In general, these “top-shelf cities” restricted building. This raised up prices, and also pushed people farther out into suburbs to find housing. These suburbs generally allowed more building. The suburb pricing reflected the center city pricing at first, probably influenced by the psychology of people coming from areas with more expensive housing who couldn’t believe the “deals” that they were getting.
But many of the people settling in the outer exurbs were doing just that– “settling.” They were unable to afford a house in a more convenient location. Now that prices have dropped some, they can, so the outer exurbs have become more popular.
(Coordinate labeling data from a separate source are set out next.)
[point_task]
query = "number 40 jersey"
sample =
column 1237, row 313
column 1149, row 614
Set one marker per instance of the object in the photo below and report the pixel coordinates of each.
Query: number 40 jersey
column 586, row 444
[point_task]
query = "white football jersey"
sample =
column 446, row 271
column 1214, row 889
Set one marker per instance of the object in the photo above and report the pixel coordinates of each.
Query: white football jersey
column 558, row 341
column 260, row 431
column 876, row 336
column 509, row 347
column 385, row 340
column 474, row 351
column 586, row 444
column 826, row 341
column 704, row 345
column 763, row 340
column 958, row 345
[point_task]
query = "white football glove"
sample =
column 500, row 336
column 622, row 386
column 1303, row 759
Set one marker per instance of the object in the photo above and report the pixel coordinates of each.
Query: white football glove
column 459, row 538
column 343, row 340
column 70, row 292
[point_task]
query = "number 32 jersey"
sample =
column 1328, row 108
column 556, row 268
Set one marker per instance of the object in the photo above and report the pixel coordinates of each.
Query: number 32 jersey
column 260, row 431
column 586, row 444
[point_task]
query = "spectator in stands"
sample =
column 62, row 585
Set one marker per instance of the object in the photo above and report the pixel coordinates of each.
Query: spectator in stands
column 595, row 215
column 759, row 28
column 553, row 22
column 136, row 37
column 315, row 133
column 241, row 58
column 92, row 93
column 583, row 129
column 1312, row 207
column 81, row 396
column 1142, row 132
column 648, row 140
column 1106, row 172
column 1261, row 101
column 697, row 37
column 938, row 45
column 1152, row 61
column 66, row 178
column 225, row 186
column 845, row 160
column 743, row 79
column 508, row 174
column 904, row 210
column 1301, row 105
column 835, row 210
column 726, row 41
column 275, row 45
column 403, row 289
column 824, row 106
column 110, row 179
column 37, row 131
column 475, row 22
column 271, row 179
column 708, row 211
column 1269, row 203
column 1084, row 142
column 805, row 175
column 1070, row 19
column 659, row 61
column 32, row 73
Combine that with generally lower incomes for people that had to go farther out to get their standard dream house and it’s no surprise that those areas are having foreclosures first.
If the land use laws in these super-star cities actually encouraging increasing density and making the cities liveable, that would be one thing. But in a lot of places, like in Georgetown in DC, the land-use laws and zoning are just about preventing building, while preserving the low density pockets in the central city for the wealthy who can afford them.
Making housing unaffordable and pushing people out into rural areas to buy a house is not a solution to the bubble; it exacerbates it. That some of these wealthiest areas don’t bear the brunt of their own policies (since they can still afford to live there) doesn’t justify it.
Areas like Dallas, Houston, Charlotte, and Raleigh were fast-growing, but didn’t see a bubble in house prices nor the foreclosures we’re seeing now.
March 2nd, 2009 at 4:11 pm
The majority of the people who really overextended themselves (except in Miami) wanted two things: Big and Cheap. These properties are only found in the exurbs. The demand created boom towns with absurd price inflation. These houses have little value because of poor locations, infrastructure and commute times.
Inner-city foreclosures are likely minorities who fell victim to predatory lenders (or simply didn’t read/understand the fine print). Their problem is not so much a decline in value, but ruinous interest rates. This is easier to deal with because the value of the underlying asset has not dropped as precipitously. 10 to 15 percent is one thing, 30 to 40 percent is another.
One could conjecture that creative class individuals in the inner cities, being better educated, were more prudent with their mortgages. I have no data to back this up, but it would be interesting to investigate.